WASHINGTON, March 8, 2017 – Despite high hopes that President Trump’s campaign promise for a trillion-dollar infrastructure bill would lead to additional investment in high-speed internet access, it appears that broadband deployment and accessibility is taking a back seat in Congress to brick-and mortar projects.
At a Senate Commerce Committee hearing last week on improving access to infrastructure, three of four witnesses focused the majority of their testimony on rebuilding schools, roads and bridges, and not building out the nation’s fiber and wireless networks.
Senate Commerce Committee Chairman John Thune, R-South Dakota, mentioned the bipartisan MOBILE NOW Act, which Thune said “would make broadband deployment more affordable by streamlining the red tape broadband providers face and by helping to make more wireless spectrum available for mobile broadband services,.” But current proposals before Congress focus more on incentives to spur investment by private corporations, not the grants and loans that were the backbone of the Obama Administration’s broadband stimulus legislation.
The Obama approach, exemplified by the Broadband Technology Opportunities Program that was a key part of the 2009 American Reinvestment and Recovery Act, provided about $7 billion to public entities, private companies, and other public-private partnerships to increase the deployment of fiber and wireless infrastructure, with a focus on unserved and underserved areas.
But now, neither Congress nor the Federal Communications Commission, led by Republican Chairman Ajit Pai, appear to have any stomach for such federal programs designed to improve access to broadband networks.
In one of his first acts as FCC Chairman, Pai rejected an order by the previous commission allowing nine companies to participate in an expanded version of the broadband lifeline program of the agency’s Universal Service Fund.
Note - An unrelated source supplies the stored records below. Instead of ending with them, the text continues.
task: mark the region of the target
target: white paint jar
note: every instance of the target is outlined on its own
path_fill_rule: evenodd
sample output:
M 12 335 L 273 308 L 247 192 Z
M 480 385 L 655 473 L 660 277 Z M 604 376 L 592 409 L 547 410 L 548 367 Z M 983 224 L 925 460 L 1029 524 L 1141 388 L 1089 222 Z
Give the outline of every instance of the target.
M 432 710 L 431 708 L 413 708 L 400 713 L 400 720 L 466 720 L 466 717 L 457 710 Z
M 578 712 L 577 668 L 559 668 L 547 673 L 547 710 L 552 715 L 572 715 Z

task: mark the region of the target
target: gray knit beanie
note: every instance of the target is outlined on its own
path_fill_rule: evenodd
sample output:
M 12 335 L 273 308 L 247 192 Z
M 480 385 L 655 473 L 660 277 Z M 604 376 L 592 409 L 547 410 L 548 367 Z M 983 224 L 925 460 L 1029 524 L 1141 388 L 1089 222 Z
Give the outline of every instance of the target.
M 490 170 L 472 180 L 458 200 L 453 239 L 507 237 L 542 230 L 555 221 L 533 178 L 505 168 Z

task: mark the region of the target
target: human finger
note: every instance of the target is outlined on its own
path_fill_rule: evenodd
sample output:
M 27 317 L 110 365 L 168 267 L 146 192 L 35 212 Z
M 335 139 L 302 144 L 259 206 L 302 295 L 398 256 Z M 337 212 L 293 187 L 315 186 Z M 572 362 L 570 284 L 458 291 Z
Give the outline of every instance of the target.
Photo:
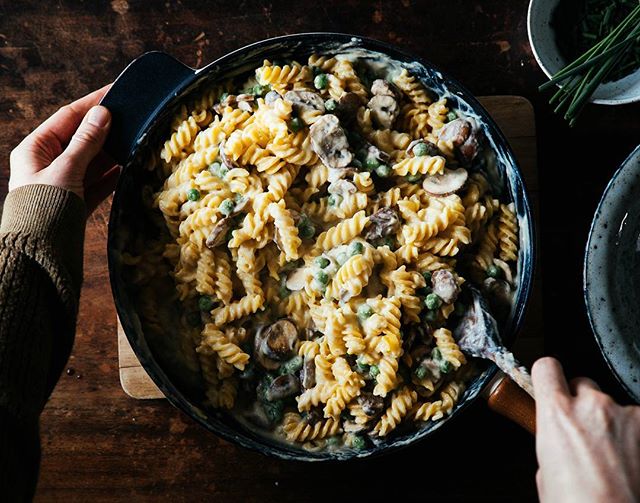
M 108 84 L 79 100 L 61 107 L 28 134 L 11 152 L 11 167 L 37 173 L 51 164 L 64 150 L 91 106 L 109 90 Z
M 56 113 L 40 124 L 32 135 L 55 138 L 62 148 L 69 142 L 89 109 L 97 105 L 107 93 L 111 84 L 96 89 L 76 101 L 61 107 Z
M 95 106 L 87 112 L 64 152 L 48 169 L 66 171 L 73 178 L 84 180 L 87 166 L 104 145 L 111 124 L 111 113 Z
M 569 385 L 562 365 L 555 358 L 547 356 L 537 360 L 531 369 L 531 378 L 537 402 L 544 401 L 545 397 L 556 393 L 569 394 Z
M 574 395 L 579 395 L 585 391 L 600 391 L 600 386 L 588 377 L 576 377 L 569 383 L 569 389 Z

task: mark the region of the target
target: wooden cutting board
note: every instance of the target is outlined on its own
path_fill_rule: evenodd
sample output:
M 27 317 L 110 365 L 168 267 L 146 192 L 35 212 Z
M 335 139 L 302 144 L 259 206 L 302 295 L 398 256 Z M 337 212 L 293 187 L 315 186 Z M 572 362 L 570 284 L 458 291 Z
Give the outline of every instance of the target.
M 497 122 L 498 127 L 509 140 L 518 160 L 531 197 L 534 220 L 538 218 L 538 174 L 536 170 L 536 129 L 533 106 L 522 96 L 483 96 L 482 105 Z M 526 365 L 542 356 L 544 337 L 542 331 L 542 288 L 540 285 L 540 265 L 538 260 L 531 303 L 514 352 Z M 124 392 L 132 398 L 164 398 L 136 358 L 120 322 L 118 322 L 118 367 L 120 383 Z

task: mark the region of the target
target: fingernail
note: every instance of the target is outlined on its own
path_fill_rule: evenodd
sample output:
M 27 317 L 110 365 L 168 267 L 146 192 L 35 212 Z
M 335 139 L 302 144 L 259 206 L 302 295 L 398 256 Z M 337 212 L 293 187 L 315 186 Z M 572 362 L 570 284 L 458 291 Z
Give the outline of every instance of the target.
M 109 117 L 109 110 L 98 105 L 89 110 L 87 121 L 89 124 L 93 124 L 94 126 L 105 127 L 109 123 Z

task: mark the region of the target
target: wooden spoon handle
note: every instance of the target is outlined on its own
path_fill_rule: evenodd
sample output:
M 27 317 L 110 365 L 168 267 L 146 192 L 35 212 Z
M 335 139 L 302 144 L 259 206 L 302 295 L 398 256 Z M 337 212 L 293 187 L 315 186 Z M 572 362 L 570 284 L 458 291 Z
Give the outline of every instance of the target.
M 500 372 L 487 388 L 485 397 L 492 410 L 535 435 L 536 402 L 508 376 Z

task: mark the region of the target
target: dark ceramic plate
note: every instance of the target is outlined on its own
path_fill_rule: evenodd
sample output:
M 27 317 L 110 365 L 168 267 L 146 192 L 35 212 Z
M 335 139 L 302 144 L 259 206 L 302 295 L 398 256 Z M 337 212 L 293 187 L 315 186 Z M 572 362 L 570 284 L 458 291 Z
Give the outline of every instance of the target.
M 584 259 L 591 328 L 620 384 L 640 403 L 640 146 L 616 171 L 593 217 Z
M 518 288 L 512 311 L 502 327 L 503 338 L 507 344 L 510 343 L 522 321 L 533 275 L 534 236 L 528 198 L 511 149 L 494 121 L 469 91 L 430 63 L 382 42 L 352 35 L 288 35 L 238 49 L 200 70 L 188 68 L 163 53 L 145 54 L 127 67 L 103 100 L 113 114 L 107 150 L 125 165 L 109 221 L 108 257 L 116 308 L 129 342 L 146 371 L 173 405 L 227 440 L 281 458 L 315 461 L 366 457 L 417 442 L 456 417 L 478 397 L 495 373 L 494 367 L 487 367 L 470 383 L 446 420 L 429 423 L 418 431 L 399 434 L 362 451 L 308 452 L 261 436 L 239 424 L 228 413 L 204 408 L 197 372 L 180 357 L 180 348 L 172 343 L 177 337 L 171 334 L 171 328 L 167 327 L 167 337 L 160 340 L 145 336 L 144 322 L 141 322 L 135 306 L 136 289 L 126 279 L 122 253 L 136 237 L 153 237 L 149 236 L 149 226 L 141 217 L 144 214 L 141 190 L 148 176 L 142 165 L 151 155 L 150 149 L 157 149 L 167 137 L 170 118 L 177 107 L 205 86 L 258 67 L 265 58 L 305 61 L 312 52 L 332 54 L 345 50 L 361 51 L 364 58 L 390 57 L 407 67 L 427 87 L 441 96 L 446 95 L 452 106 L 476 117 L 484 129 L 489 146 L 495 153 L 495 169 L 489 174 L 504 199 L 515 203 L 520 225 Z M 176 309 L 168 302 L 156 307 L 162 313 L 175 312 Z

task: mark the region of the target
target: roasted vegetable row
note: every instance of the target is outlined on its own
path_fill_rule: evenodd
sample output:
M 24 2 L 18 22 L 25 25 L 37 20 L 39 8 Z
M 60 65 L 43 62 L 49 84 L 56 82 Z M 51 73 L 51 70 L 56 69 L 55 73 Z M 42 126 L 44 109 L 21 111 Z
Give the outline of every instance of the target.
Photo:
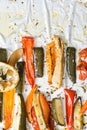
M 25 56 L 26 75 L 29 84 L 33 87 L 35 77 L 42 77 L 44 70 L 44 50 L 42 47 L 34 47 L 34 38 L 22 37 L 23 54 Z M 34 52 L 33 52 L 34 50 Z M 76 83 L 76 49 L 67 47 L 66 70 L 70 80 Z M 57 88 L 62 86 L 64 73 L 64 43 L 62 39 L 54 35 L 54 40 L 46 45 L 46 69 L 48 83 Z
M 34 39 L 31 37 L 23 37 L 23 49 L 18 49 L 12 53 L 8 60 L 8 64 L 3 63 L 7 59 L 6 50 L 1 48 L 2 58 L 1 66 L 9 68 L 6 74 L 4 70 L 0 73 L 0 80 L 4 81 L 4 94 L 0 93 L 0 120 L 4 114 L 5 128 L 10 128 L 13 124 L 14 113 L 14 98 L 15 93 L 20 99 L 20 119 L 19 130 L 26 130 L 26 111 L 29 122 L 32 124 L 34 130 L 53 130 L 54 119 L 60 125 L 65 125 L 63 106 L 61 98 L 55 98 L 52 104 L 49 105 L 45 96 L 40 93 L 35 86 L 35 77 L 43 76 L 44 68 L 44 51 L 42 47 L 33 47 Z M 29 45 L 28 45 L 29 44 Z M 29 47 L 29 48 L 28 48 Z M 68 47 L 66 50 L 66 67 L 69 78 L 73 83 L 76 82 L 76 63 L 75 63 L 75 48 Z M 21 56 L 25 56 L 26 74 L 29 84 L 33 87 L 25 102 L 22 95 L 23 79 L 24 79 L 24 62 L 17 62 Z M 4 57 L 6 56 L 6 58 Z M 34 56 L 34 57 L 33 57 Z M 3 58 L 4 57 L 4 58 Z M 17 63 L 17 67 L 15 64 Z M 62 85 L 63 69 L 64 69 L 64 43 L 58 36 L 54 36 L 54 41 L 46 46 L 46 63 L 48 70 L 48 82 L 55 84 L 58 88 Z M 13 67 L 12 67 L 13 66 Z M 15 83 L 13 89 L 7 91 L 7 76 L 13 76 L 13 72 L 17 69 L 18 81 Z M 4 73 L 3 73 L 4 72 Z M 11 82 L 12 83 L 12 82 Z M 13 84 L 13 83 L 12 83 Z M 75 91 L 65 89 L 66 99 L 66 122 L 68 130 L 79 130 L 83 128 L 83 116 L 80 114 L 82 107 L 81 97 L 79 97 L 74 104 Z M 3 102 L 4 97 L 4 102 Z M 3 102 L 3 106 L 2 106 Z M 9 103 L 10 102 L 10 103 Z M 74 108 L 74 109 L 73 109 Z M 4 109 L 4 112 L 3 112 Z M 51 113 L 52 109 L 52 113 Z M 53 116 L 52 116 L 53 115 Z
M 19 53 L 21 51 L 21 53 Z M 26 130 L 26 111 L 25 111 L 25 103 L 22 96 L 22 89 L 23 89 L 23 80 L 24 80 L 24 62 L 18 62 L 17 63 L 17 70 L 15 69 L 16 62 L 20 59 L 20 57 L 23 55 L 22 50 L 18 49 L 12 53 L 8 60 L 7 64 L 7 51 L 6 49 L 0 48 L 0 82 L 3 83 L 3 90 L 0 89 L 0 91 L 4 91 L 4 93 L 0 92 L 0 121 L 4 120 L 4 129 L 8 129 L 13 126 L 13 120 L 14 120 L 14 98 L 15 98 L 15 92 L 18 93 L 20 97 L 20 121 L 19 121 L 19 130 Z M 5 63 L 6 62 L 6 63 Z M 12 67 L 14 66 L 14 67 Z M 14 69 L 16 71 L 14 71 Z M 6 72 L 5 72 L 6 71 Z M 15 77 L 13 77 L 13 75 Z M 8 78 L 9 75 L 9 78 Z M 18 79 L 17 83 L 15 83 L 15 79 Z M 19 80 L 20 78 L 20 80 Z M 14 79 L 13 82 L 11 79 Z M 11 82 L 11 84 L 10 84 Z M 16 89 L 12 86 L 16 87 Z M 7 89 L 9 88 L 9 91 Z M 16 116 L 16 115 L 15 115 Z
M 64 89 L 64 92 L 65 92 L 65 104 L 66 104 L 65 106 L 66 106 L 67 129 L 82 130 L 83 129 L 83 115 L 81 114 L 81 111 L 83 109 L 82 99 L 81 97 L 78 97 L 75 100 L 76 92 L 74 90 Z M 52 100 L 52 113 L 56 123 L 64 126 L 65 118 L 61 98 L 54 98 Z

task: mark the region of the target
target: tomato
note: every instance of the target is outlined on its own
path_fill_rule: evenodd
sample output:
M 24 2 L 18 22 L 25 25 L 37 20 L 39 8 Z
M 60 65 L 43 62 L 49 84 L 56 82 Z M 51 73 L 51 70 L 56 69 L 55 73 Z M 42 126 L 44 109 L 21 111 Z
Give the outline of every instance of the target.
M 81 61 L 84 61 L 87 63 L 87 48 L 85 48 L 79 52 L 79 57 L 80 57 Z
M 79 63 L 77 70 L 80 71 L 79 79 L 85 80 L 87 78 L 87 48 L 79 52 Z

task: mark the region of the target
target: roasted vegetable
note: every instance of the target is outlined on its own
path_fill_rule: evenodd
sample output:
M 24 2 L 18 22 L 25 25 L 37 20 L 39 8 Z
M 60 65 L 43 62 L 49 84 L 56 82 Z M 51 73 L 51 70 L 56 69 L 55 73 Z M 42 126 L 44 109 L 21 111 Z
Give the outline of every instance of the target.
M 66 101 L 66 121 L 68 130 L 73 130 L 74 98 L 76 92 L 70 89 L 64 89 Z
M 0 92 L 6 92 L 16 87 L 19 81 L 17 70 L 6 63 L 0 62 Z
M 7 62 L 7 51 L 4 48 L 0 48 L 0 62 Z M 2 73 L 3 74 L 3 73 Z M 6 78 L 6 75 L 1 75 L 2 79 Z M 0 122 L 3 119 L 3 93 L 0 93 Z
M 87 48 L 79 52 L 79 65 L 77 66 L 77 70 L 80 71 L 79 79 L 85 80 L 87 78 Z
M 35 84 L 34 64 L 33 64 L 33 47 L 34 38 L 22 37 L 23 54 L 25 60 L 26 76 L 31 87 Z
M 20 123 L 19 123 L 19 130 L 26 130 L 26 109 L 25 109 L 25 102 L 24 98 L 21 94 L 19 94 L 21 99 L 21 115 L 20 115 Z
M 85 63 L 87 63 L 87 48 L 80 50 L 79 57 L 81 61 L 84 61 Z
M 33 87 L 26 100 L 26 110 L 28 120 L 34 130 L 51 130 L 50 117 L 51 111 L 45 96 Z
M 74 47 L 67 47 L 66 50 L 66 70 L 70 80 L 76 83 L 76 49 Z
M 80 115 L 80 110 L 82 107 L 81 97 L 78 97 L 74 105 L 74 130 L 83 129 L 83 116 Z
M 64 113 L 61 98 L 54 98 L 52 101 L 52 113 L 59 125 L 65 125 Z
M 56 43 L 56 63 L 52 82 L 55 86 L 57 86 L 57 88 L 60 88 L 62 85 L 62 78 L 64 72 L 64 43 L 57 35 L 54 36 L 54 41 Z
M 0 62 L 7 62 L 7 51 L 4 48 L 0 48 Z
M 54 41 L 46 46 L 48 82 L 61 87 L 64 70 L 64 43 L 55 35 Z
M 23 49 L 19 48 L 17 50 L 15 50 L 9 60 L 8 60 L 8 64 L 15 66 L 15 64 L 17 63 L 17 61 L 23 56 Z
M 85 103 L 82 105 L 82 108 L 80 109 L 80 114 L 84 114 L 84 112 L 87 110 L 87 100 Z
M 14 94 L 15 89 L 5 92 L 4 94 L 4 129 L 10 128 L 13 121 Z
M 16 87 L 16 92 L 18 94 L 22 94 L 23 85 L 24 85 L 24 62 L 23 61 L 17 62 L 17 69 L 18 69 L 20 79 Z
M 52 76 L 55 68 L 56 55 L 55 55 L 55 43 L 51 42 L 46 45 L 46 66 L 48 74 L 48 83 L 52 83 Z
M 32 107 L 32 109 L 31 109 L 31 116 L 33 119 L 32 126 L 33 126 L 34 130 L 40 130 L 34 107 Z
M 48 127 L 49 126 L 51 110 L 50 110 L 48 102 L 46 101 L 45 96 L 42 93 L 40 93 L 40 97 L 39 98 L 40 98 L 39 100 L 40 100 L 40 104 L 41 104 L 43 117 L 44 117 L 46 126 Z
M 40 93 L 35 92 L 33 95 L 33 103 L 34 103 L 34 108 L 35 108 L 35 113 L 37 116 L 37 121 L 40 127 L 40 130 L 47 130 L 46 123 L 43 117 L 41 105 L 40 105 Z
M 36 91 L 36 86 L 32 88 L 30 91 L 29 95 L 27 96 L 26 99 L 26 112 L 27 112 L 27 117 L 29 122 L 33 122 L 32 116 L 31 116 L 31 109 L 32 109 L 32 103 L 33 103 L 33 94 Z
M 10 58 L 8 60 L 8 64 L 10 64 L 11 68 L 15 67 L 16 62 L 21 58 L 22 55 L 23 55 L 23 50 L 22 49 L 15 50 L 12 53 L 12 55 L 10 56 Z M 9 74 L 9 77 L 12 78 L 12 72 L 8 71 L 8 74 Z M 19 74 L 18 74 L 18 77 L 19 77 Z M 16 78 L 17 78 L 17 76 L 15 75 L 15 77 L 13 77 L 13 80 L 15 80 Z M 18 79 L 18 81 L 19 81 L 19 79 Z M 15 87 L 17 86 L 17 83 L 15 84 Z M 4 93 L 4 122 L 5 122 L 5 129 L 10 128 L 11 125 L 12 125 L 12 122 L 13 122 L 14 95 L 15 95 L 15 88 L 13 90 L 10 90 L 10 91 L 7 91 L 7 92 Z
M 42 47 L 34 47 L 34 67 L 35 67 L 35 76 L 43 76 L 43 67 L 44 67 L 44 50 Z

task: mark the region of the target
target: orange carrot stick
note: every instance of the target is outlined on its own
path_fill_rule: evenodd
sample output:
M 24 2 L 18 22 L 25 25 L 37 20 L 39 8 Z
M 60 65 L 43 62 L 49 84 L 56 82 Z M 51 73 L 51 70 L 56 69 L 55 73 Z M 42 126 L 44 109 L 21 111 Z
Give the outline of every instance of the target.
M 42 93 L 40 93 L 40 104 L 41 104 L 44 120 L 45 120 L 46 124 L 49 125 L 51 111 L 50 111 L 49 104 L 46 101 L 46 98 Z
M 85 111 L 87 110 L 87 100 L 85 101 L 85 103 L 83 104 L 81 110 L 80 110 L 80 114 L 83 114 Z
M 11 126 L 12 121 L 13 121 L 14 93 L 15 93 L 15 89 L 4 93 L 5 129 L 8 129 Z
M 37 87 L 33 87 L 31 92 L 29 93 L 27 99 L 26 99 L 26 112 L 28 120 L 32 123 L 32 117 L 31 117 L 31 109 L 32 109 L 32 102 L 33 102 L 33 94 L 36 91 Z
That program provides low-cost or free Internet access for low income families, and is paid for by Universal Service Fund fees on Americans’ phone and Internet bills.
After criticism of the reconsideration order, Pai attempted to rebut the allegations, emphasizing that the nine providers’ participation was not rejected, but simply remains pending.
The lifeline program, which originally provided only subsidized wireline telephone service, was expanded to wireless phone service under George W. Bush’s FCC Chairman Kevin Martin. That expansion provided wireless phones to households that qualified for certain forms of government assistance, yet was often derisively referred to as the “Obamaphone” program.
The lifeline broadband expansion allows current certified providers to offer subsidized broadband service, but doesn’t require it. The nine companies Pai reconsidered for the program had signed up specifically to provide such services.
In his rebuttal criticizing journalists for having “sensationalized the story and given some an entirely misleading impression of what is going on.” As evidence of his sensitivity to the concerns of low-income American families, he highlighted his commitment to “Gigabit Opportunity Zones” — a high-tech version of Federal “empowerment zone” programs that would use tax incentives to encourage investment in networks in unserved and low-income areas.
Unlike the Lifeline expansion, the Gigabit Opportunity Zone program doesn’t address the problem of affordability.
Pai’s priorities are expected to be tested further on Wednesday, when the three sitting FCC Commissioners go before the Senate Commerce Committee for the first FCC oversight hearing of the 115th Congress.